Necessary Roughness
- Necessary Roughness paperback cover
- Author: Marie G. Lee
- Language: English
- Subject: Discrimination, football, family relationships, culture clashing
- Genre: Drama
- Publisher: HarperCollins
- Publication date: November 20, 1996
- Publication place: United States
- Media type: Hardcover, mass market paperback
- Pages: 240
- ISBN: 0-06-025124-7
- OCLC: 35235249
- LC Class: PZ7.L5138 Ne 1996

= Necessary Roughness (book) =

1996 novel by Marie G. Lee

Necessary Roughness (1996) is a drama novel by Asian-American author Marie G. Lee which explores themes of discrimination and a clash of cultures between Korean parents and their children's American ways. It is the story of a young Korean-American boy's transplantation from the city of Los Angeles to the fictional rural town of Iron River, Minnesota and his use of football to escape the bigotry that he faces and the conflict he experiences with his parents.
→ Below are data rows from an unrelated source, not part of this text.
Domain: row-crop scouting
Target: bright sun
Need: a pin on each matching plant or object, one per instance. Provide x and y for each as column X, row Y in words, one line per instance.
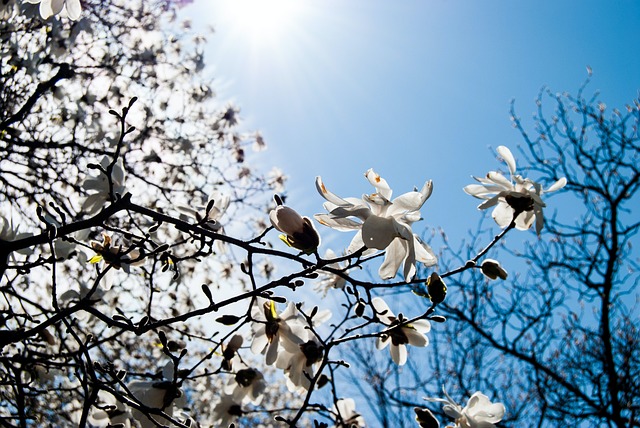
column 263, row 22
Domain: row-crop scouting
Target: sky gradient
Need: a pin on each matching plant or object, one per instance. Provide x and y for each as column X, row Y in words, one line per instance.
column 417, row 90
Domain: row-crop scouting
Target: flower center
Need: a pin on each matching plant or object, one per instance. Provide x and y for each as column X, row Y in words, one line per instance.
column 520, row 203
column 246, row 377
column 312, row 351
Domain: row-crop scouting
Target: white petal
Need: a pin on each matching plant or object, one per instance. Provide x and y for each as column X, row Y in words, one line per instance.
column 337, row 223
column 477, row 190
column 379, row 183
column 489, row 202
column 503, row 215
column 505, row 153
column 378, row 232
column 73, row 9
column 381, row 307
column 499, row 179
column 415, row 338
column 328, row 195
column 399, row 354
column 421, row 326
column 395, row 254
column 56, row 6
column 356, row 243
column 382, row 343
column 525, row 220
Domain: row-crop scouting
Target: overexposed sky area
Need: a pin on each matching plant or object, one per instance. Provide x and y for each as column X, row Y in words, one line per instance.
column 415, row 89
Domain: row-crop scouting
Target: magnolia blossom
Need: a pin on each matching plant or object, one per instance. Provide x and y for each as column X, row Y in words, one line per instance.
column 346, row 408
column 69, row 8
column 115, row 255
column 208, row 216
column 299, row 361
column 100, row 185
column 298, row 231
column 398, row 336
column 479, row 412
column 382, row 224
column 517, row 199
column 272, row 331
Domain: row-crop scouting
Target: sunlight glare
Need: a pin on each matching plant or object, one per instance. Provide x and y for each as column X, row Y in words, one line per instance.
column 263, row 22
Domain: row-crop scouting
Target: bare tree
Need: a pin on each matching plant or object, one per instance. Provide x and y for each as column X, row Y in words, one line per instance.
column 558, row 340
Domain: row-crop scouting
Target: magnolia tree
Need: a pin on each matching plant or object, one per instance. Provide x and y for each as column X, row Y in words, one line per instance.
column 137, row 279
column 559, row 341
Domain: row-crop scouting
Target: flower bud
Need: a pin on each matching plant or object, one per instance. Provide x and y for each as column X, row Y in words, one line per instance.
column 492, row 269
column 436, row 288
column 298, row 231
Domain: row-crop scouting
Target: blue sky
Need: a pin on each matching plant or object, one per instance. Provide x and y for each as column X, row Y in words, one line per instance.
column 415, row 89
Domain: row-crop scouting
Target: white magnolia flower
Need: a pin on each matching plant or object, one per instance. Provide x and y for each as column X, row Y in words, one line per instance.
column 298, row 231
column 479, row 412
column 399, row 336
column 100, row 185
column 209, row 216
column 247, row 385
column 382, row 224
column 519, row 197
column 271, row 330
column 346, row 408
column 69, row 8
column 300, row 361
column 328, row 279
column 115, row 254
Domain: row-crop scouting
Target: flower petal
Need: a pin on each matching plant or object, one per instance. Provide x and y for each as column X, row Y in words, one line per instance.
column 378, row 232
column 506, row 154
column 379, row 183
column 503, row 215
column 398, row 354
column 396, row 253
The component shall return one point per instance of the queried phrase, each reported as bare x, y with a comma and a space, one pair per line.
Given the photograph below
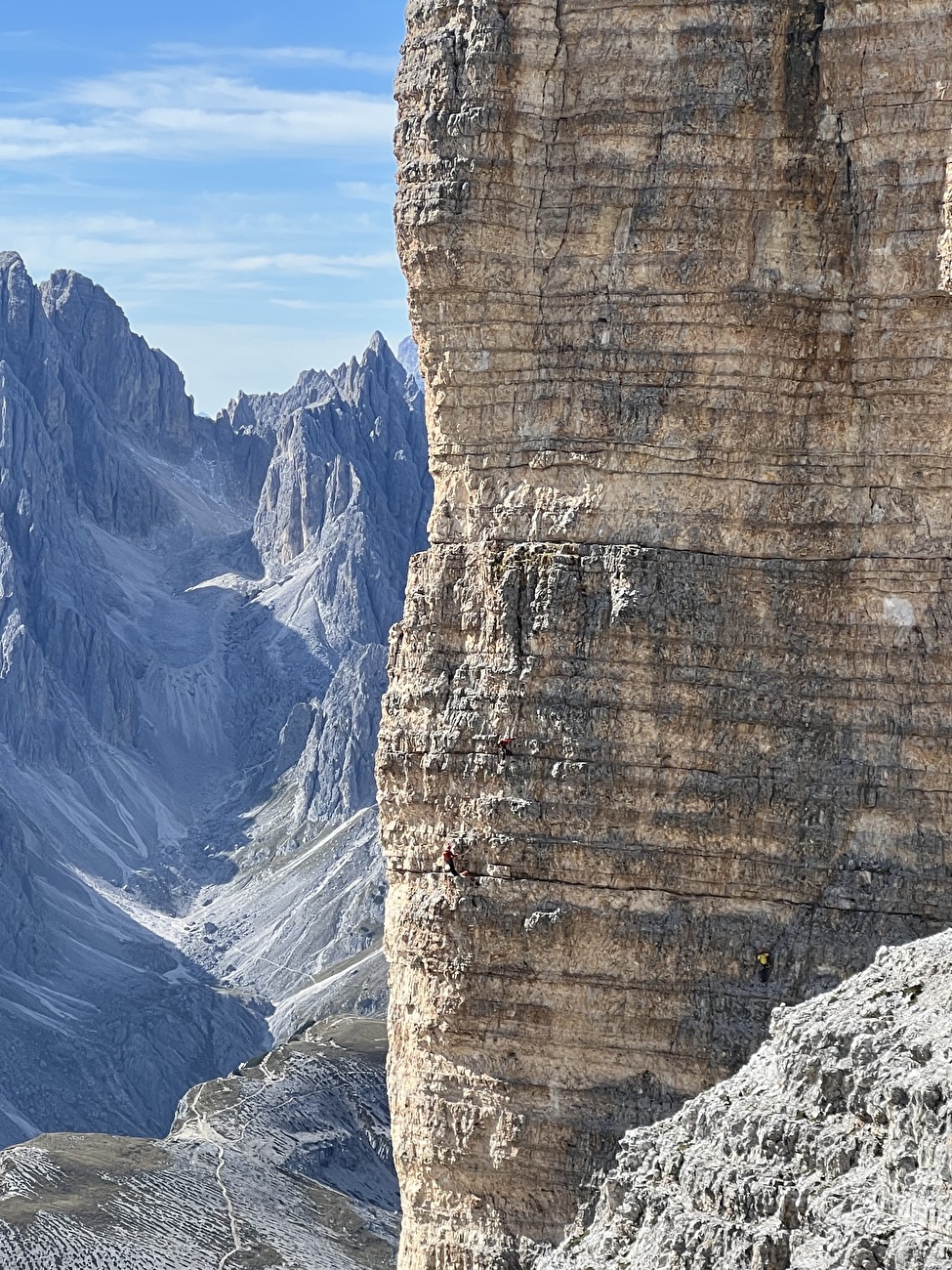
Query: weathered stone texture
677, 277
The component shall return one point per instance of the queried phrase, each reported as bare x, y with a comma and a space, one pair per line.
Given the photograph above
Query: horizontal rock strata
677, 277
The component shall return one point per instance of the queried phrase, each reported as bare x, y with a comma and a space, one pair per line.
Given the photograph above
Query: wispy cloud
297, 263
178, 113
367, 191
301, 55
179, 257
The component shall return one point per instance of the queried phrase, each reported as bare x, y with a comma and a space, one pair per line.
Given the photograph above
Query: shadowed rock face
191, 623
677, 275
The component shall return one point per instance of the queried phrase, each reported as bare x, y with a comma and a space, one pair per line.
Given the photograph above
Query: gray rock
828, 1150
287, 1163
191, 623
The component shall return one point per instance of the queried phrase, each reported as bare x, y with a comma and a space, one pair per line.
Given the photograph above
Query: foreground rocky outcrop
828, 1150
678, 279
283, 1164
193, 616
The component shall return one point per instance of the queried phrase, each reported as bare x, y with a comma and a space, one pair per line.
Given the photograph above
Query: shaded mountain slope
191, 616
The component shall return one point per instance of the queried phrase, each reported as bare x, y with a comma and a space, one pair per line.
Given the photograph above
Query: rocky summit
826, 1151
673, 682
193, 616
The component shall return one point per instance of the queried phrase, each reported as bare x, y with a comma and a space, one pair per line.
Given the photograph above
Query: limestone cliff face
828, 1150
677, 275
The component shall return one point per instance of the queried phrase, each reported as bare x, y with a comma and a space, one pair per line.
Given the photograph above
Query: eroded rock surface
677, 279
828, 1150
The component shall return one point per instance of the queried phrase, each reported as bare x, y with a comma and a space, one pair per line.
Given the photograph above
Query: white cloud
367, 191
295, 262
304, 55
182, 113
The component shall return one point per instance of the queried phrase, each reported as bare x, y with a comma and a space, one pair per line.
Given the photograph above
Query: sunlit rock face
283, 1164
191, 625
828, 1150
678, 279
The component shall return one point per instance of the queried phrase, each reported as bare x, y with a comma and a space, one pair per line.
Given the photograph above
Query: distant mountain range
193, 616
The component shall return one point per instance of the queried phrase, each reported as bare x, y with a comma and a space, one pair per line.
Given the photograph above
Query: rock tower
678, 275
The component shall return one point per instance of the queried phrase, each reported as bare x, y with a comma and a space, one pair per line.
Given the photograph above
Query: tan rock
677, 274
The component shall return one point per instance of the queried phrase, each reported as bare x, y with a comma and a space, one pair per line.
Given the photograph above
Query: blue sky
223, 169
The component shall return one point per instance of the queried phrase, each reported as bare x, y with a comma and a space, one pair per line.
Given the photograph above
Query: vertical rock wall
677, 275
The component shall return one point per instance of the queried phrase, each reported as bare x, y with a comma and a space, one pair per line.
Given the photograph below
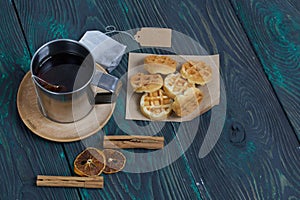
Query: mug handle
109, 83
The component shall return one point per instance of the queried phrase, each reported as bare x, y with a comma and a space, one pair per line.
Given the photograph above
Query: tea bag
105, 50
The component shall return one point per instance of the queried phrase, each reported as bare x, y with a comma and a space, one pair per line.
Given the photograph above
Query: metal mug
62, 104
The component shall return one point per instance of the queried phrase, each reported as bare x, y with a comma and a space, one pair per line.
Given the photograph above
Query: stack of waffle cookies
175, 92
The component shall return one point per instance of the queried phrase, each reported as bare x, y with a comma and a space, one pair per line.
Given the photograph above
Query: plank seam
261, 65
22, 29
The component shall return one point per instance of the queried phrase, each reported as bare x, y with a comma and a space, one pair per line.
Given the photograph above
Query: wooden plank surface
263, 164
273, 28
257, 155
22, 155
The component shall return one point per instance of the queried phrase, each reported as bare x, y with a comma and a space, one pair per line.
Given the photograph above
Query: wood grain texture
273, 28
256, 155
22, 155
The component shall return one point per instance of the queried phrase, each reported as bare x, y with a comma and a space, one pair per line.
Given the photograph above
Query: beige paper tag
154, 37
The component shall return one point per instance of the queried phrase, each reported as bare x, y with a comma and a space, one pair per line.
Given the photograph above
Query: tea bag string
112, 29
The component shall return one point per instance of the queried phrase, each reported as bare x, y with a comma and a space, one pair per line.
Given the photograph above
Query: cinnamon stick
70, 181
131, 142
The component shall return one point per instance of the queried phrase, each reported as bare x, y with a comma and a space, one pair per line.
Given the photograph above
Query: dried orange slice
90, 162
115, 161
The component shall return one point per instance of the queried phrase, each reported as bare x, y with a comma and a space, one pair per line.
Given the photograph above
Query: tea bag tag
154, 37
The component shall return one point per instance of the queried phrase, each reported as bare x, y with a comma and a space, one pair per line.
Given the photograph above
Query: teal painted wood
22, 155
256, 154
273, 28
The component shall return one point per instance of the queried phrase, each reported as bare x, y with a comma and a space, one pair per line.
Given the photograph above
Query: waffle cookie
146, 83
159, 64
196, 72
156, 105
175, 84
187, 102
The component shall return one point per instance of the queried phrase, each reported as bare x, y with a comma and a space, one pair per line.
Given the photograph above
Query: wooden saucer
29, 112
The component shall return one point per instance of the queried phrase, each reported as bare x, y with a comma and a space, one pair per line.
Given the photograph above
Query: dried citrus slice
115, 161
90, 162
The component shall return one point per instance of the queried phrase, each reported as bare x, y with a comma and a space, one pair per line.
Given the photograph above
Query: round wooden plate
29, 112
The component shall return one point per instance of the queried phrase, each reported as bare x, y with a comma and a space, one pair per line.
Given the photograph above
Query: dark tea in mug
67, 71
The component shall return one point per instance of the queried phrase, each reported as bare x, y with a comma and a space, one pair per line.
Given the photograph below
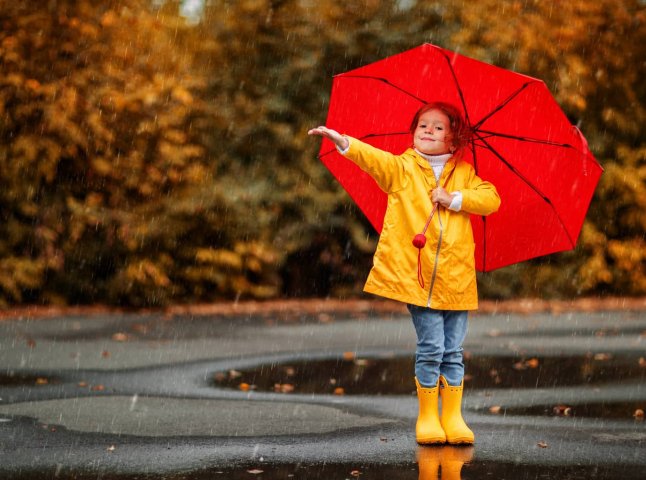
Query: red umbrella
522, 143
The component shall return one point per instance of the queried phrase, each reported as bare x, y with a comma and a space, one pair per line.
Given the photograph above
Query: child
439, 297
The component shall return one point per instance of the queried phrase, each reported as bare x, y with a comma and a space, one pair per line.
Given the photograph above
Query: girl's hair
460, 131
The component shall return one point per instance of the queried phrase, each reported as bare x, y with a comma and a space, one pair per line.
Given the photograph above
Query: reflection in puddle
451, 466
394, 376
12, 379
623, 410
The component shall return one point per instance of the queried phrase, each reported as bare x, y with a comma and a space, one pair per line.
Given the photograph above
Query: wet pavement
320, 396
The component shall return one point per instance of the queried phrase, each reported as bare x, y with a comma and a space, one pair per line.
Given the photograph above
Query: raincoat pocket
461, 269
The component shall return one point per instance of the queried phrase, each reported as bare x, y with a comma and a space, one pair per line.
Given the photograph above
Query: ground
188, 392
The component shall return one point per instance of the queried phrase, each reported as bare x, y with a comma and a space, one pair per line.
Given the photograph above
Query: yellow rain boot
451, 419
428, 429
428, 461
452, 459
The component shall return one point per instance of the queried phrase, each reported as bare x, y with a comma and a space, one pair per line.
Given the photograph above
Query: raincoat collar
423, 163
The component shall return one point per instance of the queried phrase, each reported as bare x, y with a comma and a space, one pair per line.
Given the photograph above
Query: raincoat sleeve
479, 197
387, 169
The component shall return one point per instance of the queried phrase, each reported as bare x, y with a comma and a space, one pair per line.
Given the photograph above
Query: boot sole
460, 441
431, 441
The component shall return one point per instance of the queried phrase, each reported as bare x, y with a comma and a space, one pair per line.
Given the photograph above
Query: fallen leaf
519, 366
325, 318
140, 328
602, 356
283, 387
562, 410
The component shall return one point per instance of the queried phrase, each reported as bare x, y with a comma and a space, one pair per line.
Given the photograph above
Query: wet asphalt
136, 396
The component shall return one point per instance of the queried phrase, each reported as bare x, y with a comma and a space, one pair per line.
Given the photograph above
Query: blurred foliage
146, 160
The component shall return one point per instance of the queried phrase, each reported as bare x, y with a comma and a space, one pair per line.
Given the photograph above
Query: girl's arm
339, 140
385, 168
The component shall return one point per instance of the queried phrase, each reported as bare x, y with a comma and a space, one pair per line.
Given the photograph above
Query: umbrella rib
502, 105
484, 219
457, 85
387, 82
532, 186
523, 139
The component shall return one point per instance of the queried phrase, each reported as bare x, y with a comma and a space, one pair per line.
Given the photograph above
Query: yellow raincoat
448, 263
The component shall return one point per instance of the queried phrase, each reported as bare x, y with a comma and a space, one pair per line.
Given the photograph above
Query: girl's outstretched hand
338, 139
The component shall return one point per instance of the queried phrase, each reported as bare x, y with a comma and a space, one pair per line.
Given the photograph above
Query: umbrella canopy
522, 143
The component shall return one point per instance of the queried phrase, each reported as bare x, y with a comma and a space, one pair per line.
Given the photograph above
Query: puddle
12, 379
394, 375
624, 410
411, 471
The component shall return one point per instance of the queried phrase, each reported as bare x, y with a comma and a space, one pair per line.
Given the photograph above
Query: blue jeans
440, 334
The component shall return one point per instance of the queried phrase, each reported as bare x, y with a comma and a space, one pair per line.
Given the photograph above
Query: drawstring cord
419, 241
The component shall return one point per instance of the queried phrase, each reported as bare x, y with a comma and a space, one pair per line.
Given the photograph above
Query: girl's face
433, 133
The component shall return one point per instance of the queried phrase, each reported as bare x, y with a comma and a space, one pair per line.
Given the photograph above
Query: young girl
438, 281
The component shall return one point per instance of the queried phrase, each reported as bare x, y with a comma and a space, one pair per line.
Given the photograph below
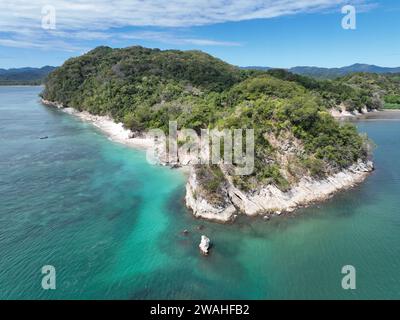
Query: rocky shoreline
269, 200
266, 201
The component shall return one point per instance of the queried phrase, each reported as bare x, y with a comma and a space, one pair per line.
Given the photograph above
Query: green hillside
147, 88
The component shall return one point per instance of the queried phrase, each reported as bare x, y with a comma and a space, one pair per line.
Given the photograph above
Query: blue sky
276, 33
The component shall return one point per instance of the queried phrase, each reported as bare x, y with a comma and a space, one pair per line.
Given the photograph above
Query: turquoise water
111, 224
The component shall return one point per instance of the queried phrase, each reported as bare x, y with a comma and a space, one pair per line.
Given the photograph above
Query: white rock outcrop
270, 200
204, 245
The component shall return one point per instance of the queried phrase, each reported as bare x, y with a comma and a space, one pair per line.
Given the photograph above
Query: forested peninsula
302, 153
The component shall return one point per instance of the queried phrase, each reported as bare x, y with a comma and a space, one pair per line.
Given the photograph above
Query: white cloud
171, 38
93, 19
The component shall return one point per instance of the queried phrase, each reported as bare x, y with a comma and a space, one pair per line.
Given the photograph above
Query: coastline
267, 201
115, 131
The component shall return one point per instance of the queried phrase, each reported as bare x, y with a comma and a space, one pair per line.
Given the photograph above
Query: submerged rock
204, 245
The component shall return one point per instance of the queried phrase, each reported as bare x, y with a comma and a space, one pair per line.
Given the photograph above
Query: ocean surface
111, 224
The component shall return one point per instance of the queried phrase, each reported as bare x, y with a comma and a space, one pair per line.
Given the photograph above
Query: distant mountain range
24, 75
330, 73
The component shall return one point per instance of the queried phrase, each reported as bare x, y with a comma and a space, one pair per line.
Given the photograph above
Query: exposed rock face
269, 200
341, 112
204, 245
266, 200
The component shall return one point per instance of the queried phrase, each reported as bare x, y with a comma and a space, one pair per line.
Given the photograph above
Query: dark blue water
111, 224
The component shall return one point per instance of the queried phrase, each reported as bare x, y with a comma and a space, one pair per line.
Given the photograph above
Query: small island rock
204, 245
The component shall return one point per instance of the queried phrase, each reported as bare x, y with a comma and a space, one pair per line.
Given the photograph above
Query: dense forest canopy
146, 88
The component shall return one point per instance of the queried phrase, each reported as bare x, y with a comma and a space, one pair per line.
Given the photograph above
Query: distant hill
24, 76
331, 73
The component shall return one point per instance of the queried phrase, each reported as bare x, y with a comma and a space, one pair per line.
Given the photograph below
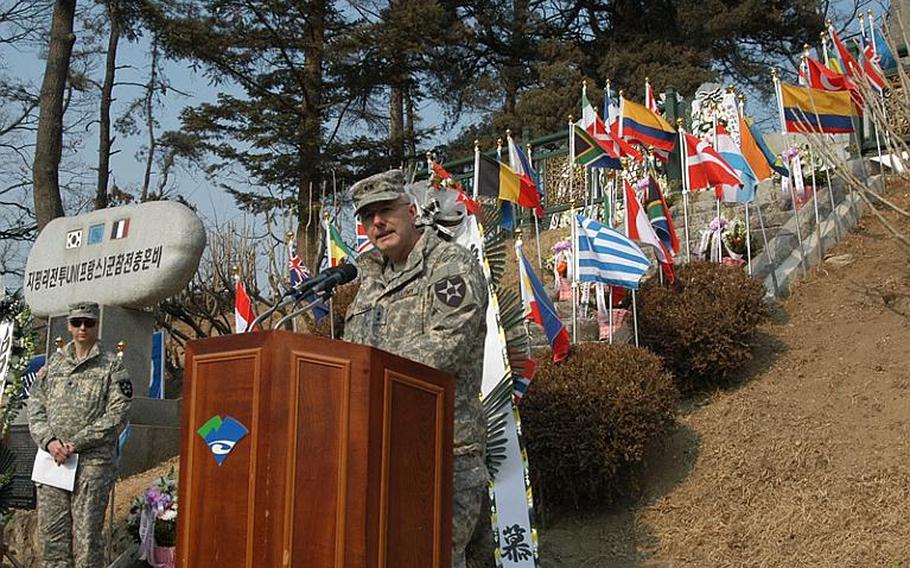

The Kim family is forced to move from their hometown of L.A. to Iron River, Minnesota. Abogee's (Chan's father) brother, Bong, left abruptly without paying any of his debts. The Kims had to pay his bills, and run the store he left behind. Chan had a twin sister, Young. Back in L.A., Chan was on a soccer team, and Young was in an orchestra. When they moved to Minnesota, however, Chan joined the football team, and a family tragedy decides his career.